そして出来た粘土板は、マリーが1人で国内を旅行すると言って埋めていった。これで、この文献を埋めた場所はマリー以外知らない。しかし、その騎馬民族がいつ襲ってくるのか分からない、しかし途中までの記録があり、それ以降の記録が無ければ王国がその年に滅んだことが分かる。
マリーは自分でも日記をつけた。そうすれば日々の記録が残る。その日記には保存の魔法をかけた。そうすればたとえ紙に書いた記録でも千年以上残る。マリーはこれを王国が亡ぶ日に埋めるつもりである。
一方鐙の生産は順調にいった。鐙を装着した馬は最強であった。これまでの鐙を装着しない馬に乗った兵士と戦わせてみると、その強さは一目瞭然であった。鐙を装着した馬に乗った兵士が自由自在に馬を走らせ長い槍を巧みに操るのに対して、鐙のない馬に乗った兵士は馬にしがみつくのがやっとで槍を振り回すことなど到底出来ない。鐙をつけた兵士の槍が当たるとすぐに馬から振り落とされる。この鐙はすぐに王国中に普及した。
次に拠点の建設であるが、これは遅々として進まなかった。遊牧民が攻めてくるかもしれないと言っても、拠点の建設にはお金がかかる。鐙の装着で騎兵が強くなったのだから、それでいいのではないかという訳である。
貴族たちが乗り気ではないので、王家だけでもと国王と宰相は率先して拠点の建設を進めた。しかし、拠点といっても、どのような物を作ればいいのか、その案さえないのである。

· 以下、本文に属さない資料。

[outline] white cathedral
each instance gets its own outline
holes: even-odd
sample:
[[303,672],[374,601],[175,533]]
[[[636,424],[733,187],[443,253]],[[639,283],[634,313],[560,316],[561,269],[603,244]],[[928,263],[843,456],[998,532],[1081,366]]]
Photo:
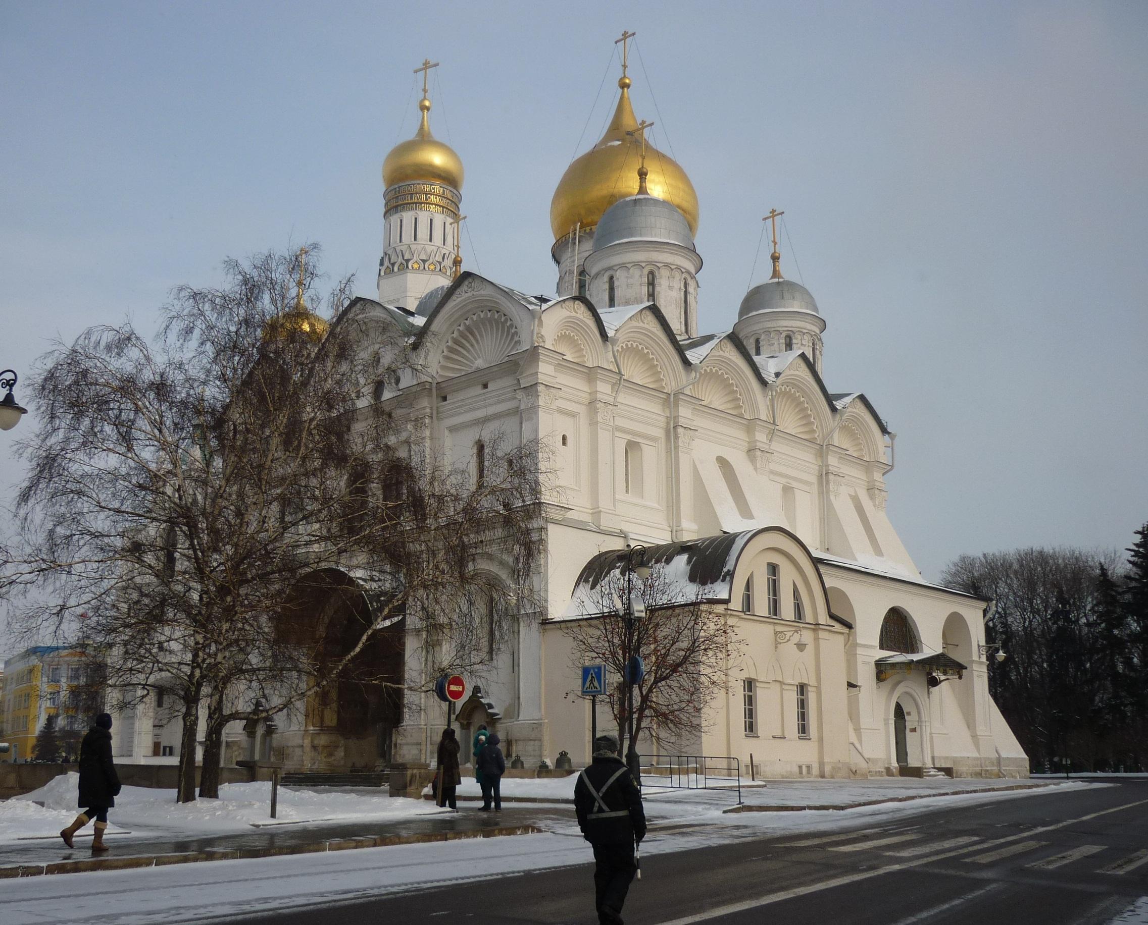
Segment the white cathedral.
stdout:
[[[554,192],[558,295],[540,297],[461,270],[463,163],[430,132],[424,77],[418,131],[382,166],[378,301],[333,322],[380,340],[397,329],[420,351],[426,378],[403,383],[412,438],[458,461],[494,432],[551,451],[544,612],[519,615],[471,679],[464,729],[486,722],[527,768],[563,751],[589,760],[565,628],[641,544],[744,640],[704,731],[675,749],[745,768],[752,754],[758,777],[1027,776],[988,694],[990,604],[925,581],[898,537],[885,513],[893,435],[864,395],[824,383],[813,295],[782,275],[774,235],[773,274],[734,329],[700,333],[697,195],[646,143],[625,63],[618,86],[606,133]],[[495,555],[488,567],[512,574]],[[398,648],[420,677],[417,639]],[[266,756],[307,770],[433,762],[445,718],[433,695],[408,693],[383,746],[338,713],[285,717]],[[138,723],[121,752],[160,755],[144,741],[160,720]],[[236,729],[227,754],[248,747]]]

とにかくその遊牧民を見たこともないのである。ましてどのような戦い方をするか。そしてそれにはどのような対処が必要か。全く分からないのである。「見たことも聞いたこともない敵に対処しろ」と言っても無理があるのである。
その敵は突然現れた。何の前触れもなく。ある日、王国の南の国境に近い貴族の村に見慣れない人々がいるという報告がその地方を治める貴族に寄せられた。
その人々は、獣の皮をまとい、顔には入れ墨をして、頭には鳥の羽をつけている。そしてその風貌が異様なほど恐ろしいというのである。その人々を見た村人は一目散に逃げ帰って貴族に報告した。
その貴族はすぐに騎兵を出して追い払おうとした。騎兵で追って行くと、その遊牧民はすぐに逃げ出した。国王からは「遊牧民には注意するように。むやみに追撃したりせずに、すぐに王宮に連絡するように」という通達が出ていることは知っていたが、遊牧民があまりにもすぐに逃げだしたので、貴族は気が大きくなってその遊牧民を追撃した。
その遊牧民は一定の距離を取って逃げていく、追いつけそうで追いつけない。1日が経過したとき、その貴族は引き返そうとしたが、そうしたら、その遊牧民がすぐ近くで野営しているのが見えた。「蛮族のくせに馬鹿にしおって」とその貴族は次の日もその遊牧民を追って行った。
しかし、追撃を始めてしばらくする、その貴族は雨のように降る矢に見舞われた。周りを囲まれて、周囲から一斉に矢を射かけられたのである。自分の体に降って来る矢は盾で防いだが馬に降る矢は防げなかった、馬に矢が当たり、馬が跳ねた時にその貴族は馬から振り落とされた。そして死んだ。部下の騎兵も同様であった。
その後その貴族の領地はその遊牧民によって蹂躙された。もう、この領地を守る貴族も騎兵もいないのである。歩兵では歯が立たなかった。歩兵が集団で向って行くと、その遊牧民は周りを囲んで、雨のように矢を射かける。歩兵ではその遊牧民の軽騎兵とは剣を交えることもできないのである。
このようにして、王国の貴族がまた1また1つと消えていった。王宮は国軍を派遣してこの遊牧民を全力で叩くことにした。